Interim results from the first 852 women in a large multicenter study show significant gains in energy and activity as well as in hemoglobin levels compared to historic data on women who did not receive erythropoietic therapy during adjuvant chemotherapy (ASCO abstract 1518). Up to 1,700 women with mid-range hemoglobin levels are to be enrolled in the ongoing phase IV study, and a randomized trial is contemplated, according to lead investigator Clifford A. Hudis, MD, chief of the Breast Cancer Medicine Service at Memorial Sloan-Kettering Cancer Center in New York City.

"The bottom line, we think, is that this suggests the possibility that weekly epoetin alfa will maintain hemoglobin in adjuvant therapy patients," Dr. Hudis told ONI. ‘‘It will protect against anemia. We are being very conservative; it will moderate decreases in quality of life. In fact it looks like [the patients] get a little bit better. And we need a prospective randomized trial to ever be definitive about these things."

Expansion in Thinking

The investigation represents an expansion in thinking about what erythropoietic therapy can do for patients, according to Dr. Hudis. In the early 1990s, research focused on improving hemoglobin levels in anemic patients and on avoiding transfusions, but it was directed mostly at patients near the end of life, he said.

Later studies began to look at the impact on quality of life, but still in the sickest patients. Only recently have investigations begun to look at whether erythropoietic therapy can have a positive impact on healthier patients and perhaps protect cognitive functioning during chemotherapy.

"These are potent biological agents, and they may have an effect beyond simply inducing red cell count," Dr. Hudis said.

Midrange Hemoglobin

The women in the adjuvant breast cancer study do not have major medical problems beyond early-stage (I-III) breast cancer, and their hemoglobin levels are in the 10 g/dL to 14 g/dL range when they enter the study. Dr. Hudis describes the qualifying counts as "that midrange where healthy people are when they are being treated for cancer, but before you are thinking a lot about anemia."

While receiving an anthracycline with or without a taxane as adjuvant therapy, the participants are given erythropoietic therapy starting at 40,000 units of epoetin alfa weekly for up to 24 weeks as well as daily supplemental iron. If hemoglobin does not increase by more than 1 g/dL for a woman starting in the 10 g/dL to 12 g/dL range or decreases more than 2 g/dL in a woman at the higher range, the patient is raised to 60,000 units. Therapy is stopped if a patient’s hemoglobin count goes above 15 g/dL.
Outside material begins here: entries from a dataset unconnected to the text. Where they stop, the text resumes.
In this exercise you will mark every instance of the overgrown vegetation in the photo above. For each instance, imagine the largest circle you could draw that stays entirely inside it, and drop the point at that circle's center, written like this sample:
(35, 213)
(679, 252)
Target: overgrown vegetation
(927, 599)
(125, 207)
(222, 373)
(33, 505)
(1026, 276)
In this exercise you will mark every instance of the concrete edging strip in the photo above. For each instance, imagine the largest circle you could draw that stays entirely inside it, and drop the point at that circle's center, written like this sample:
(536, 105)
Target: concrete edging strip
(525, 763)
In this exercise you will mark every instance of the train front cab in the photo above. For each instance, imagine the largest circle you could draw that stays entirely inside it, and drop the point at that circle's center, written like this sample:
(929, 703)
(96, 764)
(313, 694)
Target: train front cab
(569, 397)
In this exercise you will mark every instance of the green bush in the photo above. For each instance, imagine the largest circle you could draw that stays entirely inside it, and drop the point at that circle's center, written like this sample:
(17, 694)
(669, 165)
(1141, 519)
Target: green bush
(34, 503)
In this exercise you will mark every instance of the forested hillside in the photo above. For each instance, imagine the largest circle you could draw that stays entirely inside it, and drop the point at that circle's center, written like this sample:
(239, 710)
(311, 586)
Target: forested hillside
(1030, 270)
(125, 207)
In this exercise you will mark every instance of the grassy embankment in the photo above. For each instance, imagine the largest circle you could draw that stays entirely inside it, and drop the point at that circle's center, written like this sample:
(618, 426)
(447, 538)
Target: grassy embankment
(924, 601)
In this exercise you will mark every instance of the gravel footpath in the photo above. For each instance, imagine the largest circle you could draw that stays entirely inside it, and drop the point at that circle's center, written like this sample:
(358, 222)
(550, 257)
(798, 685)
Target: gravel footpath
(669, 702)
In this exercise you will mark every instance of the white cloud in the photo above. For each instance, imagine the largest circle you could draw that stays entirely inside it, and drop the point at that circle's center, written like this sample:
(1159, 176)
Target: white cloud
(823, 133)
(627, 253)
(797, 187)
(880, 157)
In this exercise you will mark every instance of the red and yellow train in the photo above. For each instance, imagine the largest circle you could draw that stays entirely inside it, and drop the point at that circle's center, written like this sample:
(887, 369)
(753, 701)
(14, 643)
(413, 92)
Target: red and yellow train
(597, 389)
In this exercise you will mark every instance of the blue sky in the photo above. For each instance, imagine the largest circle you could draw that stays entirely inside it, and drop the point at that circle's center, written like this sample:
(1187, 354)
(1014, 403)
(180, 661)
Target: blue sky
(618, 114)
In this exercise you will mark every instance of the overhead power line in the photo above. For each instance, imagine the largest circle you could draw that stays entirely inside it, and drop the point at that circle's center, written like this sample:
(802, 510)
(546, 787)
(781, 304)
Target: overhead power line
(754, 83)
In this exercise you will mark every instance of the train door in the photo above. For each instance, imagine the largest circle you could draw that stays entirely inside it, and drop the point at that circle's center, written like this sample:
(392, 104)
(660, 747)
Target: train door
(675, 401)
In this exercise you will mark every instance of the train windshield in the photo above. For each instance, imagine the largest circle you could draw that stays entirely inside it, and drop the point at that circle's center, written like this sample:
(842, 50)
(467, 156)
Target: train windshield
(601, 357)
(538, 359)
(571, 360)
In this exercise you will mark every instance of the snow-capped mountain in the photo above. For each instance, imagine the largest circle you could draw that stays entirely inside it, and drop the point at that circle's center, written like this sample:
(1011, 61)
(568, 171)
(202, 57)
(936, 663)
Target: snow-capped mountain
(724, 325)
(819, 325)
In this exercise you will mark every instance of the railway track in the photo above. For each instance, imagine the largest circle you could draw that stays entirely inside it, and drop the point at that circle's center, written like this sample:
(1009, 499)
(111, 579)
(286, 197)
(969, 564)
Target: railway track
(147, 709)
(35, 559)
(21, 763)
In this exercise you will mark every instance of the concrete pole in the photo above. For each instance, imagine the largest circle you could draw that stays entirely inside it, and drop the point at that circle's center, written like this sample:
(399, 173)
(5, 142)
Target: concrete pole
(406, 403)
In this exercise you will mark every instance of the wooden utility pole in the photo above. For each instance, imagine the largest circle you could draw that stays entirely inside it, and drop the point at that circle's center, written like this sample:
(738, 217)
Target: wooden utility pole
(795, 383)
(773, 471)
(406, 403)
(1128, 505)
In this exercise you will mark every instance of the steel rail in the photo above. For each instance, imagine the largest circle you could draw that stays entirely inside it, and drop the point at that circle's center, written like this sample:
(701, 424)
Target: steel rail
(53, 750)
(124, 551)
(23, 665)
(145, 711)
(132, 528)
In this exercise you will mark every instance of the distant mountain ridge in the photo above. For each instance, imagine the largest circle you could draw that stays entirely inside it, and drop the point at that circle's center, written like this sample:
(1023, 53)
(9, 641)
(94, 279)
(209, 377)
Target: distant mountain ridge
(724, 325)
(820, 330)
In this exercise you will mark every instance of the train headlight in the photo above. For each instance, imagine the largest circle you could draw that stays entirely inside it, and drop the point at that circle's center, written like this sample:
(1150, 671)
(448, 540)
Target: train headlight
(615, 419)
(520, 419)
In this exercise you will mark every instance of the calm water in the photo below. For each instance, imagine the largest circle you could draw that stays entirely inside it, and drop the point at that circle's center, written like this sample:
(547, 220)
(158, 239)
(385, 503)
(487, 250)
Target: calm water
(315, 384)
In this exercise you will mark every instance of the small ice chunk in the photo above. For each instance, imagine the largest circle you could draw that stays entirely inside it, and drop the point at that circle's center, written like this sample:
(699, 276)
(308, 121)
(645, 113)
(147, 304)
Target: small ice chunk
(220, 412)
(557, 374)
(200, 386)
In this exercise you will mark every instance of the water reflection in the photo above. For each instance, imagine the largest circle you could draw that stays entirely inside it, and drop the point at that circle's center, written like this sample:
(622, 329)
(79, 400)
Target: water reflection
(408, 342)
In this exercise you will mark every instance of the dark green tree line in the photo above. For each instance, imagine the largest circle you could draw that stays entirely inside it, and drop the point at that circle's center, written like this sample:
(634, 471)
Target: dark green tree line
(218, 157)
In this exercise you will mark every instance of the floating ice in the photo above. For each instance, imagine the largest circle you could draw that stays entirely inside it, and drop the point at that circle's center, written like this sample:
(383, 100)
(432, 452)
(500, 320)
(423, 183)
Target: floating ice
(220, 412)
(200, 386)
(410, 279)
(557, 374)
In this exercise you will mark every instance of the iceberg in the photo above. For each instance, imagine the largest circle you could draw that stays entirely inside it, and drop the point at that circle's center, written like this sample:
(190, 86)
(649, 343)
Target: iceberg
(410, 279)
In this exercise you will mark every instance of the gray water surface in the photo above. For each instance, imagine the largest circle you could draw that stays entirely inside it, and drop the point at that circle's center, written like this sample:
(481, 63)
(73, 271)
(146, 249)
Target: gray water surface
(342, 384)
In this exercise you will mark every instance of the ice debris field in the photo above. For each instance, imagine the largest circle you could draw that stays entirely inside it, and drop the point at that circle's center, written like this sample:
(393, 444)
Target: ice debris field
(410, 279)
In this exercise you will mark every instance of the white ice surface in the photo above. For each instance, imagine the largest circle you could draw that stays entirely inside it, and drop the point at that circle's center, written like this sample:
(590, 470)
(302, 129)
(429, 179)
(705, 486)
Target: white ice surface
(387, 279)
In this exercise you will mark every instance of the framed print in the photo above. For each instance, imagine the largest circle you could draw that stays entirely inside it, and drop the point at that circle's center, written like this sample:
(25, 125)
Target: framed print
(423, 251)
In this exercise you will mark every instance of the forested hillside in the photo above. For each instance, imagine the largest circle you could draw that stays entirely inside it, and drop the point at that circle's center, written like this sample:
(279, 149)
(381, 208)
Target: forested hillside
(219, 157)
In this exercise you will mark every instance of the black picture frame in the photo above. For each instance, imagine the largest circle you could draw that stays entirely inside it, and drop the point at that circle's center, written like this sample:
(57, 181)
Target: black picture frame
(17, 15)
The last recorded data showed the mean final hemoglobin was 13.2 g/dL, an increase of 0.9 from baseline. "We’re driving people to pretty high hemoglobin levels, especially when undergoing treatment for cancer," Dr. Hudis said, citing historic comparisons. "What we see is in this cohort of patients is that hemoglobin went up during [chemo]therapy. You would have expected hemoglobin to fall."

QOL Improvements

Not only was epoetin alfa well tolerated, but patients also showed an improvement in quality of life based on the Linear Analog Scale Assessment (LASA) and the Functional Assessment in Cancer Therapy-Anemia Scale (FACT-An). The investigators reported that weekly epoetin alfa therapy had raised overall quality of life from a mean baseline value of 66.5 to 69.2 on the LASA scale. Significant improvements were seen in energy, which went from a mean score of 59.9 to 64.3, and in activity, which went from 62.1 to 66.3. "The median patient reported a rise in quality-of-life parameters," Dr. Hudis said.

Despite the challenges in quantifying quality-of-life improvements, Dr. Hudis said he thought improving quality of life was important to cancer patients. Noting that many patients will not be cured, he said, "If I had my choices of things in life, I’d rather feel better, even if I don’t do better, and if I do better, that’s a bonus." He declined to discuss cost issues, but suggested the cost could be justified if people feel well enough to work during cancer therapy and are more productive, contributing to society.

Only a large, head-to-head trial could make meaningful comparisons between epoetic alfa and darbepoetin alfa (Aranesp), a newer erythropoietic therapy agent, Dr. Hudis noted. On the one hand, he said, darbepoetin alfa’s longer serum half-life is a potential advantage because being able to give the new agent less often could have a significant impact on quality of life. On the other hand, he continued, peak dose and efficacy are also important considerations.

"For a theoretical drug, it could be you get your benefit when you have a threshold that is crossed, and the duration of exposure may not be as important for some drugs," he said. "The truth is, the bottom line is not the half-life for the drug. The bottom line is the clinical efficacy."